The above quote is attributed to Albert Einstein, and it is a typical one following Einstein’s motto “as simple as you can, but not simpler!” So, how could we describe the economy? Would we need to take into account the line by Einstein and be careful about descriptions that are technically correct but lose the essence somewhere along the way, or can we just start and describe physical things and the transformations of inputs into outputs without having to stop for some reflection?
I strongly believe the latter is the case. The economy is something in which goods are produced and then exchanged, but there is a lot more to it than this description would make you think. What about social justice in a system where workers specialise in certain tasks and this receive a money wage? What about the uncertainty for the entrepreneur who first pays workers and then gets his production process started? What is the role of money and banking in this process? Who has the power and why? What about individual rights and duties? Who protects the weak, and who is watching the watchmen?
Having just attended a conference which celebrated an economic journal, I believe that with the problems that we face today we need to rethink economics as the academic discipline. Nine years after the start of the sub-prime crisis, there were still presentations about DSGE models (nothing about SFC models), about government spending that would pay for itself (whereas the government cannot go bankrupt if it issues debt in its own currency), about a Cobb-Douglas production function that assumed that you can give a price to capital (here the alternatives are harder to imagine, but classical economists like Smith and Marx would come to mind). Where is the new economic thinking?
Let me slightly rephrase the quote by Einstein:
“It would be possible to describe absolutely everything scientifically, but it would make no sense. It would be without meaning, as if you described a capitalist process of development as an accumulation of capital and labour.”

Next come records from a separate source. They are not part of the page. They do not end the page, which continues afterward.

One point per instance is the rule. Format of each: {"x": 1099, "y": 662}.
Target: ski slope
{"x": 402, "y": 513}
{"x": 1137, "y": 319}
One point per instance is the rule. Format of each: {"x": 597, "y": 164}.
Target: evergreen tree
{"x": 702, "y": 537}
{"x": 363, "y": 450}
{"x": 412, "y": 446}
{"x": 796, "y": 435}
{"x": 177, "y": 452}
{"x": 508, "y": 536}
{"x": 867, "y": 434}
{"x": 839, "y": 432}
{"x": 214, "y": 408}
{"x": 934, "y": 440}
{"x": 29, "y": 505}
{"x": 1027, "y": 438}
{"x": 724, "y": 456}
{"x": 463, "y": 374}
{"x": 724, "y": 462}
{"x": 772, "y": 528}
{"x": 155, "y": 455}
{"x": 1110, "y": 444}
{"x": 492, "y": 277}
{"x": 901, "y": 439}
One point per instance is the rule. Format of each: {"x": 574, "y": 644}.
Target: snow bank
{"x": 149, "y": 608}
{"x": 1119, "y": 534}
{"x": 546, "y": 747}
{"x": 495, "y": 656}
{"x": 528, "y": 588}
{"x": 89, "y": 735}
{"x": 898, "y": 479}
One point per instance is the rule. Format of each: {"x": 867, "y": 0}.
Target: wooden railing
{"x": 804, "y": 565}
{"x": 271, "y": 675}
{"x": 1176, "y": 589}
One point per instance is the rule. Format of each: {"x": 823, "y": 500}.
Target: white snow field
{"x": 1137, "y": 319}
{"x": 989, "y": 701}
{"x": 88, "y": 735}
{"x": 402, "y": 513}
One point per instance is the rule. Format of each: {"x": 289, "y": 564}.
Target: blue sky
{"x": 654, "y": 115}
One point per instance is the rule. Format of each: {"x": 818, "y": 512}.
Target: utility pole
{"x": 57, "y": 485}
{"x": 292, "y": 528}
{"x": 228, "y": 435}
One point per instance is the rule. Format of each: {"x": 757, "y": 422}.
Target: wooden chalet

Just as with Beethoven, the single parts and the whole have to be seen from completely different angles. Whereas there are many ways to listen to Beethoven, there is still only one academically correct way of “doing economics”, which is neoclassical economics. This is wrong and this needs to be corrected. One of the publications that celebrated its birthday today will shortly publish an article on the need for a Pluralist economics. Just as the last 100 years, the next will surely be intellectually stimulating!